Lana’s ectrodactyly is part of a genetic syndrome called Ectrodactyly Ectodermal Dysplasia-Clefting Syndrome (EEC).
The condition had a 50 per cent chance of being passed down to her unborn baby.
As the ultrasound wand was passed over Lana’s belly, a team of specialists — and the expectant parents — were glued to the monitor.
Just then, the baby lifted a hand up as if to wave.
“He gave us a little wave and we could see four fingers,” Lana recalls, explaining their boy had five finger bones but two were fused together by skin.
He also had a cleft lip and palate, an oral difference where the mouth doesn’t develop fully in the womb.
The parents-to-be were encouraged to move to Melbourne where more advanced care could be provided.
“There are a lot of emotions that come with finding out a child has a hand difference,” Lana says.
“But I feel like I was destined to share a hand difference with Jeremiah.
“And we were the best parents to support him through that.”
After much consideration, the pair decided to relocate to Melbourne.
Before leaving the Top End, they married in an intimate ceremony.
“We eloped on a beach in Darwin,” Lana says.
“Darwin was where we met, where we fell in love and where we grew Jeremiah.”
Jeremiah came into the world on August 19, 2023, two weeks early, spending the first month of his life in the NICU.
Born with three toes on one foot and four on the other, he also had webbing joining his fingers on both of his hands as well as a cleft lip and palate.

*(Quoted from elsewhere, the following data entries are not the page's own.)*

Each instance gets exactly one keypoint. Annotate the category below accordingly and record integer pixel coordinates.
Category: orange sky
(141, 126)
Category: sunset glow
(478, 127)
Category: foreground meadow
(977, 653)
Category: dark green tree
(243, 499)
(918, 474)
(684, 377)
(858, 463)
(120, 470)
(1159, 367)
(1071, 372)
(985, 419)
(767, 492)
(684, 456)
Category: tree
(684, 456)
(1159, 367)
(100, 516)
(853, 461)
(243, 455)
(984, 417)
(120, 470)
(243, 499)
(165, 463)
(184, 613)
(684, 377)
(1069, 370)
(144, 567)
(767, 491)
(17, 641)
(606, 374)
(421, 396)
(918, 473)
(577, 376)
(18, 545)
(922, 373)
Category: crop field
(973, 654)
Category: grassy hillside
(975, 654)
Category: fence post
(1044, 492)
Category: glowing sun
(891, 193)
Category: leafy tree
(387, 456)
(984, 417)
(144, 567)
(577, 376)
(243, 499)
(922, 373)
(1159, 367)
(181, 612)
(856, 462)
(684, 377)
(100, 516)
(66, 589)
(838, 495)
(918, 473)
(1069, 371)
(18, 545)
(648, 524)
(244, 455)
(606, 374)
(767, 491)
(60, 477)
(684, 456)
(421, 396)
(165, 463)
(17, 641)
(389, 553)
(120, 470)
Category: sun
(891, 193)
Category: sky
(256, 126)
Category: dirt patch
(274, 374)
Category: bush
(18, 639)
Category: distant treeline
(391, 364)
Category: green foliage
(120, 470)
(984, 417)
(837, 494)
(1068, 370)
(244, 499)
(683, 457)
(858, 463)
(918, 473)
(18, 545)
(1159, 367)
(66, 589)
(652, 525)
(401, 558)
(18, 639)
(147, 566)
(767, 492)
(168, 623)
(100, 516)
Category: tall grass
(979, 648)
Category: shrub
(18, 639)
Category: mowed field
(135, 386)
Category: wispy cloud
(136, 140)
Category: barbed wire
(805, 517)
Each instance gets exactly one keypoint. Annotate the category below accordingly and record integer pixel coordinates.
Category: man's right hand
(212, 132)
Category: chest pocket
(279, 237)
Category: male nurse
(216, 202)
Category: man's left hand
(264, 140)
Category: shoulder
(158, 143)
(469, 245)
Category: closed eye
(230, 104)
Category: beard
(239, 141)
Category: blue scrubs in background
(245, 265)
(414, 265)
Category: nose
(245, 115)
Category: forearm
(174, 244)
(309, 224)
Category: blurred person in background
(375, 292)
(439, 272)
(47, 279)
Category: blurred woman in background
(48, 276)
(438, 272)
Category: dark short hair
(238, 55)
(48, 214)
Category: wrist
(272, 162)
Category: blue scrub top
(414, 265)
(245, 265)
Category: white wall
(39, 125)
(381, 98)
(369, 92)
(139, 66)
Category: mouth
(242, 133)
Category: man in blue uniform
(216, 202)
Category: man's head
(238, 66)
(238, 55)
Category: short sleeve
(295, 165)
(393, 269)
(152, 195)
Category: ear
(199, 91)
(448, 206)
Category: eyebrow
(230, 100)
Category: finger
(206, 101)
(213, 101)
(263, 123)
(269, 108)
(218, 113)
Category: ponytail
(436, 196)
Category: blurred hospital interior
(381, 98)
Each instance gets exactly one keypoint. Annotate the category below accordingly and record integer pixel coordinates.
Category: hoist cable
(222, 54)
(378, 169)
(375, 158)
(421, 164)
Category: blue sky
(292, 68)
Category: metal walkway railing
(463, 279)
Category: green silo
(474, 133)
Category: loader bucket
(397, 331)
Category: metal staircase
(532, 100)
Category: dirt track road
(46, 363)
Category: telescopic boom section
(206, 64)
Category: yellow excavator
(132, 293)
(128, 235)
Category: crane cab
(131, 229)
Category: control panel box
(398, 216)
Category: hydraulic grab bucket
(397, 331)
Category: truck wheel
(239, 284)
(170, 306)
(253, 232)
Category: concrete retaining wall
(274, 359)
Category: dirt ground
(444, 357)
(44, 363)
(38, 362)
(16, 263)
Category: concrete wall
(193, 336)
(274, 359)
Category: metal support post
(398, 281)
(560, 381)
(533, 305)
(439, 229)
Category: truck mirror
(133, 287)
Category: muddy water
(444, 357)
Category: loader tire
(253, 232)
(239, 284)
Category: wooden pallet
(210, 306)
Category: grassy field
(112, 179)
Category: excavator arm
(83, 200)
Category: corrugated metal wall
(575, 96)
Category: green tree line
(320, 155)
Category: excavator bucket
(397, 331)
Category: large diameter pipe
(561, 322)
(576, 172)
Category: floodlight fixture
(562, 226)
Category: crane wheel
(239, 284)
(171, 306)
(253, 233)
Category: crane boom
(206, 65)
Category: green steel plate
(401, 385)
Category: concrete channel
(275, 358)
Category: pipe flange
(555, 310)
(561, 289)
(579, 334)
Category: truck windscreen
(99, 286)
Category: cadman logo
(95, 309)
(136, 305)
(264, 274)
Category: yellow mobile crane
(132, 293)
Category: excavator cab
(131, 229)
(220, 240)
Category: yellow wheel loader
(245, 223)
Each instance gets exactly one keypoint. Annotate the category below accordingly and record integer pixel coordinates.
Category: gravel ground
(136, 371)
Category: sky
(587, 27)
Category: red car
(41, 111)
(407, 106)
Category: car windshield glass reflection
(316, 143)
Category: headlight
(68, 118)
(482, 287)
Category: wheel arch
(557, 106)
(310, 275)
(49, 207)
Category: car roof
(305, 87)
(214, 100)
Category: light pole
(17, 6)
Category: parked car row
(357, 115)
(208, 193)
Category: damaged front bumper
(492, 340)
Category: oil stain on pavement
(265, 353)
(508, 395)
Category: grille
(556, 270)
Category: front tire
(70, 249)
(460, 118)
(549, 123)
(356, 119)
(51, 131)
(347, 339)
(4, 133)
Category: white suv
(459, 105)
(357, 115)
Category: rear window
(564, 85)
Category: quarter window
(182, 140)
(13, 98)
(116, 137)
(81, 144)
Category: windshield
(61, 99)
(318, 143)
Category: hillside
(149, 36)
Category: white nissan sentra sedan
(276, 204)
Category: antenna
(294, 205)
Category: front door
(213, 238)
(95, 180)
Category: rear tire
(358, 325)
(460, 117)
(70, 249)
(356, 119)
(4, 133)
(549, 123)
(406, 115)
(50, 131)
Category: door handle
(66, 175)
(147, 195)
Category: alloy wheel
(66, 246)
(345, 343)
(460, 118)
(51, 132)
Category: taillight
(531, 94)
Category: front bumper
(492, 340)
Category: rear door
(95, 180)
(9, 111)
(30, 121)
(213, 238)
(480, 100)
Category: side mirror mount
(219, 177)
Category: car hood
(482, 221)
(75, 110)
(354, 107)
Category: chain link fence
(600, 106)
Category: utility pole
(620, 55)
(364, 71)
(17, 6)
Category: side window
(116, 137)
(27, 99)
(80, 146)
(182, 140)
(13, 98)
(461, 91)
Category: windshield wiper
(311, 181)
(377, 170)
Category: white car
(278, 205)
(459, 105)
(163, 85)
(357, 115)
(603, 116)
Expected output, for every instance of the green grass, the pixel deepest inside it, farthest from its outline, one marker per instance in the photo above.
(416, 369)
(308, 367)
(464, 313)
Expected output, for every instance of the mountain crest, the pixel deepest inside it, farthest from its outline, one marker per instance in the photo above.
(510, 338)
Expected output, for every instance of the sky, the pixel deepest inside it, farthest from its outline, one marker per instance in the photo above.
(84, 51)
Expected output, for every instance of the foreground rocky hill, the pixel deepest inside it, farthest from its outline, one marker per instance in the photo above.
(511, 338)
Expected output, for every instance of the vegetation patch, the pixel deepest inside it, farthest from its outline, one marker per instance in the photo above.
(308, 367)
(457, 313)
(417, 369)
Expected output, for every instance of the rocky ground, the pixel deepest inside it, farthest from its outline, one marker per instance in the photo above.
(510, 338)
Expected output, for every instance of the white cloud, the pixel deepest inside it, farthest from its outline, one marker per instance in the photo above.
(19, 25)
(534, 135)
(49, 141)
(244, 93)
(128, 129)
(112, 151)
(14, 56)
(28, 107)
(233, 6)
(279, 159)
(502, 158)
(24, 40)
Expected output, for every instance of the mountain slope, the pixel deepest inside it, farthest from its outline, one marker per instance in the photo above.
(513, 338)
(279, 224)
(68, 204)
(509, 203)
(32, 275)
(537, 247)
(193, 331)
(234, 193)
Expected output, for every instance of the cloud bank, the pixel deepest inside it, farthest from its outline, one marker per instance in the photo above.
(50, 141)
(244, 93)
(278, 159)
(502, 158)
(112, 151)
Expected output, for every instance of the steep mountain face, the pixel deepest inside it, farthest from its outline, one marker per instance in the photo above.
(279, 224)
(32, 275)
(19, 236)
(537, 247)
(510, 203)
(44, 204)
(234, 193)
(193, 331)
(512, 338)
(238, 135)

After four weeks in hospital, he was discharged, with a treatment plan to surgically correct some of his differences.
At six months old, he had surgery to correct his cleft lip, and in May 2024, he had hand correction surgery.
Both operations were a success.
When Jeremiah is 12 months old, he is scheduled in for cleft palate surgery.
But for now, he is in the loving arms of his mum and dad.
“We make a good team, Dave and I,” Lana says.
“We have similar values and we think the same.”
Lana is still pinching herself to have found The Aussie Hands Foundation.
Growing up having no support for her hand difference, she knows Jeremiah is surrounded by love and support — and by people who also have a limb difference.